You may think Microsoft’s Skype is only used for contacting distant relatives or awkwardly interviewing for jobs, however, according to one cybersecurity firm, the software is also a popular communication method for English-language hackers and cybercriminals.
Flashpoint, a US enterprise security firm specialising in dark web analysis, this week (20 April) released a study called “An Analysis of Criminal Communications Strategies” that probed how hackers use mainstream services including WhatsApp, Skype, Jabber, Telegram and more.
Leroy Terrelonge, a threat intelligence analyst at Flashpoint, said the choices are determined by a combination of factors including ease of use, country/language and security or anonymity concerns. Since the Edward Snowden NSA leaks in 2013, users generally favour strong encryption.
“In 2016, Skype was still the leader among instant message services mentioned in English-language communities,” Terrelonge wrote in the paper.
“[However] numerous encrypted chat messengers such as Telegram, Wickr, and WhatsApp joined the ranks of the most discussed services,” he added.
On a global scale, the situation is more nuanced. The study used mentions of the services on underground communities monitored by Flashpoint to analyse a series of language groups including Russian, English, Spanish, French, Arabic, Chinese and Persian/Farsi.
Russian hackers, which the security firm described as “universally considered the most innovative and sophisticated actors in the cybercrime ecosystem” are one of the few groups deviating from the pattern, instead preferring to use Jabber and Telegram.
“This evidences a shift in user preferences towards messaging platforms that are more secure, provide better anonymity, and are either decentralised or otherwise make it difficult for law enforcement to access logs of user activity,” the report stated.
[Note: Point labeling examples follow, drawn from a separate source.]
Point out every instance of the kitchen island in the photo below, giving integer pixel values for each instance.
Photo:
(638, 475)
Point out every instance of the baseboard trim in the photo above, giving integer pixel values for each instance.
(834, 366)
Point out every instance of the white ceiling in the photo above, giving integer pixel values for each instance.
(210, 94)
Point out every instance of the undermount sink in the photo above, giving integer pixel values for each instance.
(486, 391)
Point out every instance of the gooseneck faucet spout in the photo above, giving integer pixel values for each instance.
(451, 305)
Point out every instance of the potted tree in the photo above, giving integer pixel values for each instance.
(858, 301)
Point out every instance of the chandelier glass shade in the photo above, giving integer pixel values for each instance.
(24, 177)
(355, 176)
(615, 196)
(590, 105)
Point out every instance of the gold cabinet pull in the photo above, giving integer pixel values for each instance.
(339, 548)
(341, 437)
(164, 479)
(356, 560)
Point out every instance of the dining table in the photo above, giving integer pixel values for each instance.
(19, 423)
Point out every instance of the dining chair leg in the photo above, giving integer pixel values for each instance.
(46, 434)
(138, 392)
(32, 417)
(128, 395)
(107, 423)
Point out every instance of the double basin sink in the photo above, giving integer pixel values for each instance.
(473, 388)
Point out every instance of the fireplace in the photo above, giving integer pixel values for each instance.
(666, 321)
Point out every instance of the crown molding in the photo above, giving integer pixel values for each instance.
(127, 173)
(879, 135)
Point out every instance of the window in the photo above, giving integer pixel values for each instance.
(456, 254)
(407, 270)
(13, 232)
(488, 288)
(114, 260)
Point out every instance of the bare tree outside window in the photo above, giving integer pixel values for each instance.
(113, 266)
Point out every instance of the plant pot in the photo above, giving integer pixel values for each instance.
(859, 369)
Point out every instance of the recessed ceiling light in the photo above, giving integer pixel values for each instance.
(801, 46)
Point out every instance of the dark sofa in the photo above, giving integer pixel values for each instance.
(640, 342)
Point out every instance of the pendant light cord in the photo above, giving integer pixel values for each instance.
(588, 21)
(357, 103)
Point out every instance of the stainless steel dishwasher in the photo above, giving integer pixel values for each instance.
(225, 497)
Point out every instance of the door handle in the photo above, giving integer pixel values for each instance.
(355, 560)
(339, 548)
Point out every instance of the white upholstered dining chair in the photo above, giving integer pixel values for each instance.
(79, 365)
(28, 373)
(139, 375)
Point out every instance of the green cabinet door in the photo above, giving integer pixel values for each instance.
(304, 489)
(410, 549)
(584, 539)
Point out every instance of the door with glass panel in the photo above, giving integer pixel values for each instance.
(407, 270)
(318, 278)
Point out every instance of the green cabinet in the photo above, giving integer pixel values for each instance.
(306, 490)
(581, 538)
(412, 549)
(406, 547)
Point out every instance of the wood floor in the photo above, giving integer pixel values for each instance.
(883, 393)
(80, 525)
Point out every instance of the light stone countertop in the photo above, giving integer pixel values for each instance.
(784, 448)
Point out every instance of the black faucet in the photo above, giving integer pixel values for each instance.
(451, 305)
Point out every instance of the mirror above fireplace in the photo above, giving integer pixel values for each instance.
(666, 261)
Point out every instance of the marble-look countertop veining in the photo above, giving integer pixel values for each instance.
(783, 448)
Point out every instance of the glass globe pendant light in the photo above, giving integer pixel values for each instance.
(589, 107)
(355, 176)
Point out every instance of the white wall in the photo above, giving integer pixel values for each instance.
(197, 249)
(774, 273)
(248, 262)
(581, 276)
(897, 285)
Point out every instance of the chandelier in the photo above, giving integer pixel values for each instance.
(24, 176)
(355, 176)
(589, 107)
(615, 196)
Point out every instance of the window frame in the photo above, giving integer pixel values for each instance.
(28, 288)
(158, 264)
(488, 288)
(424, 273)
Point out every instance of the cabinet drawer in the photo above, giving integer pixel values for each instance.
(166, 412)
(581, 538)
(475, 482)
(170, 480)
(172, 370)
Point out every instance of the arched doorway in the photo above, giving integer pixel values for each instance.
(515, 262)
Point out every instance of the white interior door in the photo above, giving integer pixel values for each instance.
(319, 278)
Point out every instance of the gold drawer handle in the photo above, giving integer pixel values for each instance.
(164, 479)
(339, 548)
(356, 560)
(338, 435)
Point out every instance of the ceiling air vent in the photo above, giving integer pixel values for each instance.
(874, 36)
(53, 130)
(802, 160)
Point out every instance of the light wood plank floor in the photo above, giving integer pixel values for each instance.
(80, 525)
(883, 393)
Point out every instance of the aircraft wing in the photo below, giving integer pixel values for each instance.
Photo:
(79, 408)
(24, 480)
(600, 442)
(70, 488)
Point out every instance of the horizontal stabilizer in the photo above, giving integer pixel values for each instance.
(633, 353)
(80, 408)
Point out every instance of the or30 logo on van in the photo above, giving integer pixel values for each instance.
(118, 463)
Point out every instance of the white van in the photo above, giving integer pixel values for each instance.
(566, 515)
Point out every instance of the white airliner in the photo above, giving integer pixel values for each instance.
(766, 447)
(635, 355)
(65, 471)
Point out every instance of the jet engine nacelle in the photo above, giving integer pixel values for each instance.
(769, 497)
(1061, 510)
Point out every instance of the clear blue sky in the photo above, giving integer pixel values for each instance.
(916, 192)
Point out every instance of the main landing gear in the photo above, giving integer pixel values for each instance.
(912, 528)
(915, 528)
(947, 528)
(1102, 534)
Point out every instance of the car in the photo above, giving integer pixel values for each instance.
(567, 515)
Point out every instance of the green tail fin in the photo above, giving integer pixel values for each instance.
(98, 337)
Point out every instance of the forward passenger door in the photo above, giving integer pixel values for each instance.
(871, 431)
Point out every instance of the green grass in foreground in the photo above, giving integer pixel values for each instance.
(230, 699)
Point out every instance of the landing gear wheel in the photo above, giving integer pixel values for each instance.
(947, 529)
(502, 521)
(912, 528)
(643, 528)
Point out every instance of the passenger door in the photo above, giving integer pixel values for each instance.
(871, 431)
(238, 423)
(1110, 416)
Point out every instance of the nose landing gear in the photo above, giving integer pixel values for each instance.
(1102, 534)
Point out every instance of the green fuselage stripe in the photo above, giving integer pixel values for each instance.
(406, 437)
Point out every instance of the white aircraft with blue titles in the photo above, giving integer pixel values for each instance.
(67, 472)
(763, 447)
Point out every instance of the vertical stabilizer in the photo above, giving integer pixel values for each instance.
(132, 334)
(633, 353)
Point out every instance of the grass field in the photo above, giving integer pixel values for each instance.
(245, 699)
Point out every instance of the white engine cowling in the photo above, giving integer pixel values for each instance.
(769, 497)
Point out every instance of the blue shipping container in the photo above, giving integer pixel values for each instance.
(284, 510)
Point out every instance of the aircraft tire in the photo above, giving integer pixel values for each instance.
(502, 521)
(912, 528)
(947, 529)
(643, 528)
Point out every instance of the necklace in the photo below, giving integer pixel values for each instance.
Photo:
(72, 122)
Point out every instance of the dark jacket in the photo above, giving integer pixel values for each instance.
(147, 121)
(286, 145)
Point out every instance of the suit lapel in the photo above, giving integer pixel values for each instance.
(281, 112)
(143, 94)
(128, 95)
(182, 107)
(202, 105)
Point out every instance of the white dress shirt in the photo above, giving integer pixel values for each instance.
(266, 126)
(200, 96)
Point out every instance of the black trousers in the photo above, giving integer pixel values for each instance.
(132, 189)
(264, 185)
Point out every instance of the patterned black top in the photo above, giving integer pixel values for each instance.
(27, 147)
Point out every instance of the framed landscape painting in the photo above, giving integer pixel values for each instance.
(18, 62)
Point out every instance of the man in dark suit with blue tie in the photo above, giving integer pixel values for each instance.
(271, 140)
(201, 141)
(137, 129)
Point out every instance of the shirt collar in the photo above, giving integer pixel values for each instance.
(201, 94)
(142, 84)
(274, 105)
Iranian speakers were another interesting sample, with the research finding Telegram has become the “undisputed leader” in chat software used by the country. It listed many reasons, the most salient of which was the clampdown on chat applications by Iran’s government and police.
In China, the market is dominated by two applications, QQ and WeChat.
The reliance on these, almost exclusively despite feared government surveillance, suggests the Chinese underground is “relatively isolated” from other language communities, Flashpoint said.
And while competition – especially with the apps offering encryption – was clear, the security researchers concluded that for most people “Skype is King”.
The paper said criminals use it to spread expertise and to share “tips and tricks” that help them defeat security measures and evade detection. “Criminal communities provide a place for actors to collaborate,” the researchers asserted, noting the dark web also plays a major role in operations.
“Analysts observed that Skype is by far the most frequently mentioned messenger across the language communities in this study,” wrote Terrelonge, adding: “Microsoft’s bundling of Skype with its devices has likely played a large role in the application’s popularity.”
He added: “Skype was among the top five messengers in all of the language groups, and only in the French, Persian, and Chinese language communities did Skype not constitute a significant share of the most mentioned messengers.”
The research suggested future cybercriminals will lean towards applications and software that is bolstered by end-to-end encryption. Pushing this is ever-increasing coverage of surveillance, intelligence agency spying and the fact no service is considered 100% secure.
Ultimately, it remains unclear why so many cybercriminals would choose to use Skype to chat. In 2014, it was revealed the service had been totally compromised by the US National Security Agency (NSA), which allegedly had “full access” to targeted communications sent via the software.